Geometrical optics, or ray optics, describes light propagation in terms of rays. The ray in geometric optics is an abstraction, or instrument, useful in approximating the paths along which light propagates in certain classes of circumstances.


The simplifying assumptions of geometrical optics include that light rays:

  • propagate in rectilinear paths as they travel in a homogeneous medium

  • bend, and in particular circumstances may split in two, at the interface between two dissimilar media




  • follow curved paths in a medium in which the refractive index changes

  • may be absorbed or reflected.

Geometrical optics does not account for certain optical effects such as diffraction and interference. This simplification is useful in practice; it is an excellent approximation when the wavelength is small compared to the size of structures with which the light interacts. The techniques are particularly useful in describing geometrical aspects of imaging, including optical aberrations.

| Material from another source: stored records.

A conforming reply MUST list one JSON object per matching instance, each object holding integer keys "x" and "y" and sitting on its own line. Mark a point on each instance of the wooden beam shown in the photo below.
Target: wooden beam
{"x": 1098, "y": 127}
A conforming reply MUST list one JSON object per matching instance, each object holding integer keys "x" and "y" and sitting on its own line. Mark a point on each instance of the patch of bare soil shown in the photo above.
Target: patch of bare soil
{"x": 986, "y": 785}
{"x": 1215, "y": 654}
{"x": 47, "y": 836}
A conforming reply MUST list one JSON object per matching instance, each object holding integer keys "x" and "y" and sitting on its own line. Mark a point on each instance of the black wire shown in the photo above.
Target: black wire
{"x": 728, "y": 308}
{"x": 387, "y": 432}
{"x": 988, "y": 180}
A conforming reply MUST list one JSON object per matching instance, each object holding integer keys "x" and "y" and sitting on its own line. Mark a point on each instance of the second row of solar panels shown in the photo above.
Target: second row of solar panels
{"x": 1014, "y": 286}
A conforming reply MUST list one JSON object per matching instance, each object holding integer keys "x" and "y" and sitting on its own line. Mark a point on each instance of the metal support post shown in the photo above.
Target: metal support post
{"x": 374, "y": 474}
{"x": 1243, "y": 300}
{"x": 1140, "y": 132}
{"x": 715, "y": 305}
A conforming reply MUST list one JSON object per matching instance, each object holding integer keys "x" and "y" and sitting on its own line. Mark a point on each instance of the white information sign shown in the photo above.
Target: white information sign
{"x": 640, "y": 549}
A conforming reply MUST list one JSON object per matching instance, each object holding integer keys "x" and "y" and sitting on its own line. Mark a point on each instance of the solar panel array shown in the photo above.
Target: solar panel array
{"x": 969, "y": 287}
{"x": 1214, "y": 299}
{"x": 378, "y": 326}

A light ray is a line or curve that is perpendicular to the light's wavefronts (and is therefore collinear with the wave vector).
A slightly more rigorous definition of a light ray follows from Fermat's principle, which states that the path taken between two points by a ray of light is the path that can be traversed in the least time.[1]
Geometrical optics is often simplified by making the paraxial approximation, or "small angle approximation." The mathematical behavior then becomes linear, allowing optical components and systems to be described by simple matrices. This leads to the techniques ofGaussian optics and paraxial ray tracing, which are used to find basic properties of optical systems, such as approximate image and object positions and magnifications.
Wave optics

A slit that is wider than a single wave will produce interference-like effects downstream from the slit. It is easier to understand by thinking of the slit not as a long slit, but as a number of point sources spaced evenly across the width of the slit. This can be seen in Figure 2 .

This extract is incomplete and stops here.